Partnership: Labour’s new watchword

Fresh from her venture to Sydney this week, Helen Clark will journey into the interior next Tuesday. She is on the hunt for local partners to build the economy and rebuild social services.

Keeping yet another pre-election promise, Ms Clark will co-chair the first partnership-seeking central/local government forum with Local Government New Zealand president Louise Rosson.

Partnership is becoming a byword of this government. In the old days Labour governments (most National governments, too) assumed they knew best and used a powerful centralised bureaucracy to command compliance from lesser beings and bodies. International economic constraints, a diversifying society and a welfare state struggling for credibility with an insatiably consuming public have driven national governments to seek out wisdom wherever it lies and work with that.

This notion of partnership is also at the heart of Ms Clark’s well-foreshadowed but nonetheless breathtaking initiative on Monday to force departments to work out how they can contribute to “closing the gaps” between Maori and the rest – and, in doing that, work with Maori groups which will be “direct-resourced” (bulk-funded) to deliver some social services.

High on the agenda on Tuesday will be something vaguely similar: a power of general competence for local councils. But what this means depends on where you are coming from.

It is perhaps not an accident that the format that was shaping up early this week for the forum has a passing resemblance to a treaty negotiation: seven ministers and three officials from Ms Clark’s office and department on one side and a corresponding delegation on the other. These people are talking about some sharing or transfer of governance. It is potentially big stuff.

Councils don’t want to be handmaidens to a central government that in the past has delegated responsibilities and duties but not devolved power or adequate funding mechanisms.
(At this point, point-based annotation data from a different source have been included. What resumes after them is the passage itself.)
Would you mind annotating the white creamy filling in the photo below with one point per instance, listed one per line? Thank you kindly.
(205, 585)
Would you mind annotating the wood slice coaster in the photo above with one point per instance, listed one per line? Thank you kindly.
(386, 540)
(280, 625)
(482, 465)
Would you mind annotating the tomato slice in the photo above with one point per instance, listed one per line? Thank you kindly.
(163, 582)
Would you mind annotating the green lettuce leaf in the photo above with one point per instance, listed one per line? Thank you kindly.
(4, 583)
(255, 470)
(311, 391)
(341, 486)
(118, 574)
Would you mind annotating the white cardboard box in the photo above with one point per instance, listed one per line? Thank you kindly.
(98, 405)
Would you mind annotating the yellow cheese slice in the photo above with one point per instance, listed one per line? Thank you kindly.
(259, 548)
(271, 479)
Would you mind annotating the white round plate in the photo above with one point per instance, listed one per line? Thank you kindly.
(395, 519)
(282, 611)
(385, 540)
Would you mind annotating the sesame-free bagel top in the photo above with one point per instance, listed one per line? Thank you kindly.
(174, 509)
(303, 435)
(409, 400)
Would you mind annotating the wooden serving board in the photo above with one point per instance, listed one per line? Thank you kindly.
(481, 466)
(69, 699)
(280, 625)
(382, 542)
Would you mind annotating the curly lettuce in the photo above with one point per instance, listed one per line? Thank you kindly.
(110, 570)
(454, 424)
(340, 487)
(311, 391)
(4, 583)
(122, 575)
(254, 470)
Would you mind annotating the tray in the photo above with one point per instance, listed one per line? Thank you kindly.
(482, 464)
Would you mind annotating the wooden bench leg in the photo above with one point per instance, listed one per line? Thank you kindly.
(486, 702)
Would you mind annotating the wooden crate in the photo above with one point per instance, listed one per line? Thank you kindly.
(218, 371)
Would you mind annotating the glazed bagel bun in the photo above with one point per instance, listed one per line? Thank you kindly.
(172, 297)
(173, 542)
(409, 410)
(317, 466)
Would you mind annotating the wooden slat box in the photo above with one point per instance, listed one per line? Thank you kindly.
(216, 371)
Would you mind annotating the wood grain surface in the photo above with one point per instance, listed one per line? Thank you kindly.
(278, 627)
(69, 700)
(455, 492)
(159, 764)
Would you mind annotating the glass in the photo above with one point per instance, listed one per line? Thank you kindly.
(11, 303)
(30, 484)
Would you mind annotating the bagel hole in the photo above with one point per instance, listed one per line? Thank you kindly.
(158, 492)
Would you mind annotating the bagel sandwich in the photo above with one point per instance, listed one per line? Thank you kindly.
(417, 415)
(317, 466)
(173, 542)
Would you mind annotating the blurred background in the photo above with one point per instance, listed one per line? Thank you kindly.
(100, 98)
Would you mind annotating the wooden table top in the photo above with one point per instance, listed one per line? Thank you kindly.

They are partial to a Tony Blair formula of general competence: a legal obligation to promote the economic, social and environmental wellbeing of their communities.

Ms Clark leans to a permissive rather than a mandated arrangement – along the lines of a draft bill devised by Sir Geoffrey Palmer for the Auckland City Council. This essentially would replace the present massive law dictating what councils may do and not do with a power to do whatever they are not expressly forbidden to do.

Ms Clark wants, naturally, to walk before trying to run. Given that the two partners are going to be emulating three-legged racers, starting slowly is an imperative if they are to stay in step.

It is going to take some talking to identify the priority issues where joint action is relevant or required. Each side comes with a different priority list, though some, such as funding options, roads funding and management, transport, water and waste management, pretty much select themselves.

Ms Clark talks of identifying local councils’ strategies and proposals and establishing how (and if) central government could partner councils in those proposals. She also sees local councils as advocates for their communities on issues ranging from economic development to social services (and don’t forget the arts).

From the local side, there is an additional priority: updating the polls and elections law in time for next year’s elections. Local councils also want a commitment, which Ms Clark will agree to, that departmental chief executives will be instructed to work with them. Ms Clark does not share the contempt many central bureaucrats have for the quality of local council staff.

She will also be asked to hold the forums twice a year instead of annually as in Labour’s manifesto, to keep up momentum. Local government wants the process embedded enough to survive a change of central government. This is its big chance.

For all that, however, next Tuesday’s forum is likely to be less an action-planning exercise than, as Ms Rosson terms it, “beginning a formal dialogue”. We might call it the beginning of a sort of courtship between an unevenly matched couple, each feeling their oats. Among the many tests Ms Clark has set herself, this will be among the most acute.